And further, determining a target segmentation point corresponding to the feature data of the network processing layer to be quantized based on the initial quantization error corresponding to each initial segmentation point. For example, an initial segmentation point with the minimum initial quantization error may be selected and determined as a target segmentation point corresponding to the feature data of the network processing layer to be quantized.

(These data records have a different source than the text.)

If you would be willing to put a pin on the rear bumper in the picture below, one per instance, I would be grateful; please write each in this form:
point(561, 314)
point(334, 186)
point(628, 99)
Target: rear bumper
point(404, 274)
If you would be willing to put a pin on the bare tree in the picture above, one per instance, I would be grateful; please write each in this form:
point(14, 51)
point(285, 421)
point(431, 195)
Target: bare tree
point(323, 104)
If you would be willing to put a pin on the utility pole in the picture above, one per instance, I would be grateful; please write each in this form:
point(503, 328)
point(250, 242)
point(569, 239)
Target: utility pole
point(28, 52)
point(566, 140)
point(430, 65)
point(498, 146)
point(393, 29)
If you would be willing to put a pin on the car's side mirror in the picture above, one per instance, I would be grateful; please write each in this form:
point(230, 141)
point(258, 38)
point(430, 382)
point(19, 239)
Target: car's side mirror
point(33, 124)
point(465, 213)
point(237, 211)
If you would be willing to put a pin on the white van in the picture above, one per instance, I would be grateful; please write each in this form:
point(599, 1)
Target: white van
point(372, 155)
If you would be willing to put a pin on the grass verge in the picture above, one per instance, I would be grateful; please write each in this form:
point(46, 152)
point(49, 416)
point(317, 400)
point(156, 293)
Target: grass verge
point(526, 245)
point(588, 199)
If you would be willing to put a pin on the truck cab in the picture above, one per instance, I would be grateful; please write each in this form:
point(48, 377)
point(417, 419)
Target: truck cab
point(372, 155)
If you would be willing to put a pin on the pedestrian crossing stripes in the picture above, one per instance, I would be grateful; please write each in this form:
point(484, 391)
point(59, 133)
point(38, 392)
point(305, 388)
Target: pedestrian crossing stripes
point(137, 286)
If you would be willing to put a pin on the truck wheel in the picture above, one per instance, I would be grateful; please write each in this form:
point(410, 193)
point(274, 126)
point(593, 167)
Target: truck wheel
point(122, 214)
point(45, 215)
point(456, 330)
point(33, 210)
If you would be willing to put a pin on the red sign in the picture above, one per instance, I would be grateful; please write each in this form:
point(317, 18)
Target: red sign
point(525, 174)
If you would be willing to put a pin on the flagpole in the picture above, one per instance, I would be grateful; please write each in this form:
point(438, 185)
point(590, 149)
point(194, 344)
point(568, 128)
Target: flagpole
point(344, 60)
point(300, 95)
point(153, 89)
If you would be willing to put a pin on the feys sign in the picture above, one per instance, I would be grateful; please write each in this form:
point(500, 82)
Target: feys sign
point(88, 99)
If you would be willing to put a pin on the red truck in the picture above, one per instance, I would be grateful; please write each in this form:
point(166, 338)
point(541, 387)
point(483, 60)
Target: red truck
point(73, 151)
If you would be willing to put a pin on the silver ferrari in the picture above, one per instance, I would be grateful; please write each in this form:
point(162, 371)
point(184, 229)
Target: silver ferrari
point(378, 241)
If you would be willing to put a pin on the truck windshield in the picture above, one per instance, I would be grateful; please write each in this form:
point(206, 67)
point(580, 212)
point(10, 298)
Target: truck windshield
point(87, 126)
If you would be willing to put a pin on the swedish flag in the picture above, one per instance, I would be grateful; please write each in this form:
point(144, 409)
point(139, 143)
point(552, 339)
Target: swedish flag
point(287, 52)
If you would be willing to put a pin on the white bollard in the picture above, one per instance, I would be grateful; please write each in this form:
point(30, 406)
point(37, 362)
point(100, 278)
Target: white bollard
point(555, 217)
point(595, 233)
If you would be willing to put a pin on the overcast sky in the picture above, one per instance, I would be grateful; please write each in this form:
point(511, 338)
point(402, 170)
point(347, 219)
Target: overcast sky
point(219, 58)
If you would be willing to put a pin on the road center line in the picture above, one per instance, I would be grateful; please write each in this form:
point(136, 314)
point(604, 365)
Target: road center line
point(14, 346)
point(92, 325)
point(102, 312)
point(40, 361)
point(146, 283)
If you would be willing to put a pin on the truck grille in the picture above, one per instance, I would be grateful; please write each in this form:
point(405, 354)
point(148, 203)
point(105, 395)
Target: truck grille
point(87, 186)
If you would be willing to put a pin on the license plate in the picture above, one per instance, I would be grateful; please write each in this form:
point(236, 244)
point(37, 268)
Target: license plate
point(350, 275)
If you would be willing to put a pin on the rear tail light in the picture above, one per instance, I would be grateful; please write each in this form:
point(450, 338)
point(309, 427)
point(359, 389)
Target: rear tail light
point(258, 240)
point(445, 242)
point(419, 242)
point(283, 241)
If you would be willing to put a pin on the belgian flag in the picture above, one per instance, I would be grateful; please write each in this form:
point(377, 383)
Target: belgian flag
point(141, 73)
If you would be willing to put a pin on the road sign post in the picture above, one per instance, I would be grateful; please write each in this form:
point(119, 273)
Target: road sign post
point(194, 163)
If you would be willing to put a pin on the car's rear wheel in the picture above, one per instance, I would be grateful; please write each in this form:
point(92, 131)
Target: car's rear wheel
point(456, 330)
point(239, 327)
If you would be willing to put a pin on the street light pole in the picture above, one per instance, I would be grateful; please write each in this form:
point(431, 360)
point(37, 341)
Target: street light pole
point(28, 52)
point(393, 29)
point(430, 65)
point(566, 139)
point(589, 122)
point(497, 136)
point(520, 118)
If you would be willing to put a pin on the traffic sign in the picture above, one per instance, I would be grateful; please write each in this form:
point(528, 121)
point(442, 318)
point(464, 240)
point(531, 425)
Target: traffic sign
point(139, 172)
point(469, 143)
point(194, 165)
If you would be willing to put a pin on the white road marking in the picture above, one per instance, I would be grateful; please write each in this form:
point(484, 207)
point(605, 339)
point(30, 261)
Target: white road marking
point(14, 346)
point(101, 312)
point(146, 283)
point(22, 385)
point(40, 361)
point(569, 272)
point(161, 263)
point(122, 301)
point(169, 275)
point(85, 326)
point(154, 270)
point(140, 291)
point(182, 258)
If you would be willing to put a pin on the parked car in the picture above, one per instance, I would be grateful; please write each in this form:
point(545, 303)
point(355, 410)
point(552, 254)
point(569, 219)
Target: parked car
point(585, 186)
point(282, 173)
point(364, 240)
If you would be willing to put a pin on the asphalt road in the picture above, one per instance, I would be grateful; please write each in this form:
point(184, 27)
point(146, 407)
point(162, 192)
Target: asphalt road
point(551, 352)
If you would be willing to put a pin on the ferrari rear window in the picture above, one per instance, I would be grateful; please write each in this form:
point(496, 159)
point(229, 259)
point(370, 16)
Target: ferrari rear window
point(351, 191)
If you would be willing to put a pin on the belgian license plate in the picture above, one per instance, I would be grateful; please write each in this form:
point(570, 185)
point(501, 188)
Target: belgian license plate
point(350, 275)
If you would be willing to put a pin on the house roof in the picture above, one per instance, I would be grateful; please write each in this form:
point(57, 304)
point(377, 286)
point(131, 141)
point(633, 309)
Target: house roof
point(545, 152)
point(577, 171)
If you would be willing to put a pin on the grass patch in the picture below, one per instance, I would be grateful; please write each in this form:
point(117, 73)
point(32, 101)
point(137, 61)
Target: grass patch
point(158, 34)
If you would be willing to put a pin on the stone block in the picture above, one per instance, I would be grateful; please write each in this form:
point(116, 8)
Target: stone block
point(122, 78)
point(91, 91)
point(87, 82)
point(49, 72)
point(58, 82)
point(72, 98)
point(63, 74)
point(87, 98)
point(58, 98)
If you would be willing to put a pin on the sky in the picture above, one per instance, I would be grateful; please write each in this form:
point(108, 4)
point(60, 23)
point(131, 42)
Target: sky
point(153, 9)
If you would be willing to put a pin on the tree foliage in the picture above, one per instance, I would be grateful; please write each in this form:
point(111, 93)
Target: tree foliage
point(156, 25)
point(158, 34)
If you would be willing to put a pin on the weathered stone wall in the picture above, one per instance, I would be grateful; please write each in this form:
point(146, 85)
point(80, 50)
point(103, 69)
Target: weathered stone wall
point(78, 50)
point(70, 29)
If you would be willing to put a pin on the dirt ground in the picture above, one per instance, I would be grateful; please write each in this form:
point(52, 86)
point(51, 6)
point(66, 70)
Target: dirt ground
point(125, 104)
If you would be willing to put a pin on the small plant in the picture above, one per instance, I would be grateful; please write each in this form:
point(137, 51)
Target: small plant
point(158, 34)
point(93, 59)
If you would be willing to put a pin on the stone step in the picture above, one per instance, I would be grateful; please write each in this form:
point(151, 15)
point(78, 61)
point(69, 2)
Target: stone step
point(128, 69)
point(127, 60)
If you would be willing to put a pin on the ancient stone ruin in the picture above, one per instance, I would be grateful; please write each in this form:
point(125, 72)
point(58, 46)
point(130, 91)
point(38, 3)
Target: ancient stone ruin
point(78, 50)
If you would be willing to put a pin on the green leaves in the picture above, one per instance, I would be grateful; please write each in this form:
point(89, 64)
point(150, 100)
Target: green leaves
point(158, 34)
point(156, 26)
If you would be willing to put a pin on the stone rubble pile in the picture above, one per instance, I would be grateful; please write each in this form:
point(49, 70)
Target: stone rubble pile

In another embodiment, a target segmentation point corresponding to the feature data of the network processing layer to be quantized may be determined in an iterative manner based on the feature data of the network processing layer to be quantized and the quantization error expression.

In S102, determining a target segmentation point corresponding to the feature data of the network processing layer to be quantized based on the feature data of the network processing layer to be quantized and the quantization error expression, specifically including:

step A1, determining the number of initialization iterations as the current number of iterations, determining the target characteristic value as a historical segmentation point, determining the initialization error as an error threshold, and determining the current segmentation point corresponding to the current number of iterations based on the historical segmentation point and the total number of iterations; the target characteristic value is the characteristic value with the maximum absolute value in the characteristic data.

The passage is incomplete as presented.